As PP have printed out, "Queer" is the identity du jour who have a very real fear that they are, in fact, very normal. Thats why spaces that used to be LGB, and are now "Queer' have lost all diversity. Just lots of the same people with the same clothes, hair, politics etc. desperately trying to be interesting.

MagpiePi · 02/07/2025 09:50

I'm of an age where 'queer' was a nasty, homophobic term of abuse, and I don't think I will ever consider it not to be. The fact that it has been appropriated by anyone who is not gay, as in a homosexual man, is hugely disrespectful IMO. But it has become a useful indicator of the type of person you are dealing with, usually part of the crowd that insist on announcing their pronouns.

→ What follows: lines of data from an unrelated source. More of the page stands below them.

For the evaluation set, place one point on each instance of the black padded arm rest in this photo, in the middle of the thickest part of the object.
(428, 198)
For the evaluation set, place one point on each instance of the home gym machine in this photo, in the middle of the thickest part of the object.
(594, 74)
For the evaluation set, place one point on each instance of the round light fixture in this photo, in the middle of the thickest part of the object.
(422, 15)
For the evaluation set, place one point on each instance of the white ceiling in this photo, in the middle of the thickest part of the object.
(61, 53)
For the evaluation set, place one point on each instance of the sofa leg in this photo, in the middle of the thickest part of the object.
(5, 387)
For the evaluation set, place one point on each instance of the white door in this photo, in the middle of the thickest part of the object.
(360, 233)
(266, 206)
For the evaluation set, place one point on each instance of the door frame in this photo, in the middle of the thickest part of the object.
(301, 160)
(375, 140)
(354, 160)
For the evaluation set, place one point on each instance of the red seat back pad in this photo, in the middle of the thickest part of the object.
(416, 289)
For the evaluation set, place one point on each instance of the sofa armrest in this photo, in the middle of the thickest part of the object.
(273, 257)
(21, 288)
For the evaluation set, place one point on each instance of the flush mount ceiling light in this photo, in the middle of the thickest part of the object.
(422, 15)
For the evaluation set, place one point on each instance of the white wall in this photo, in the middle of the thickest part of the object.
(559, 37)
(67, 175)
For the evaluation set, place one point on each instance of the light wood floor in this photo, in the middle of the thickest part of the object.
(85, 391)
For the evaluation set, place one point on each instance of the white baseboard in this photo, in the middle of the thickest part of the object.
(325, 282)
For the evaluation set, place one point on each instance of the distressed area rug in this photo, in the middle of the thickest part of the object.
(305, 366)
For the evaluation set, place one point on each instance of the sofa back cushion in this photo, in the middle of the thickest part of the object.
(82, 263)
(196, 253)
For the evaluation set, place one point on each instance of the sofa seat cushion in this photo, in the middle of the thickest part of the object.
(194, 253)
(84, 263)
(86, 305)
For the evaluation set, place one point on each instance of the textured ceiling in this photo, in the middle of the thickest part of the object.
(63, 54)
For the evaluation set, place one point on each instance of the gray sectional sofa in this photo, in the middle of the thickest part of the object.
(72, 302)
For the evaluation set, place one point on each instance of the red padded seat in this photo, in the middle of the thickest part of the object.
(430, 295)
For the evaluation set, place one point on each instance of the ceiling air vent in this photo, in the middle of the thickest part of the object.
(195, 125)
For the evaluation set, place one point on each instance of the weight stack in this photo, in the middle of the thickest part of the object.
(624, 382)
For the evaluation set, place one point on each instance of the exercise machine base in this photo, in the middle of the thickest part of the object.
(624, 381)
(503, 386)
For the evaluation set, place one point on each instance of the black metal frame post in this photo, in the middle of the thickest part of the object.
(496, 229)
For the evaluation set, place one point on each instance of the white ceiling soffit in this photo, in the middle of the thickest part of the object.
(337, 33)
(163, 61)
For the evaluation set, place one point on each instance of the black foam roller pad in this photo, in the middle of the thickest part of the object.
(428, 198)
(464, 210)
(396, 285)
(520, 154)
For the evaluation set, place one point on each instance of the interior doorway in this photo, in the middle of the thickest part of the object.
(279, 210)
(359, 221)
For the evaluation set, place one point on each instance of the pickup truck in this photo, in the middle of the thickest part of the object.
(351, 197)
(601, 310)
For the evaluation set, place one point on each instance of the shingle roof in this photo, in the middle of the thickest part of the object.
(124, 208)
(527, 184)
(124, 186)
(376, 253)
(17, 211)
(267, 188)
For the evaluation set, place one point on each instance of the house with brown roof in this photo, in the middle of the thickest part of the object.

DeskJotter · 02/07/2025 10:07

Shedmistress · 02/07/2025 08:16

People who call themselves queer ARE the norm, that's the point.

Not at all. Queer is a label for non-normative people. I'm not sure why you're struggling to understand this.

DeskJotter · 02/07/2025 10:08

MissScarletInTheBallroom · 02/07/2025 08:58

Indeed.

Why would you call yourself Q if you are in fact L, G, B or T?

If you are not L, G, B or T you are, by process of elimination, heterosexual and not trans.

So how are you different from the "cishet" people you like to sneer at?

Because Queer means something different from - but often overlapping with - LGB.

A number of Lesbian posters on this thread, don't describe themselves as Queer, for example.

MissScarletInTheBallroom · 02/07/2025 10:09

DeskJotter · 02/07/2025 10:08

Because Queer means something different from - but often overlapping with - LGB.

A number of Lesbian posters on this thread, don't describe themselves as Queer, for example.

Edited

Go on then. What does it mean?

DeskJotter · 02/07/2025 10:10

MissScarletInTheBallroom · 02/07/2025 10:09

Go on then. What does it mean?

It is akin to living a non-normative sexuality or gender expression. It can also include non-monogamous lifestyles.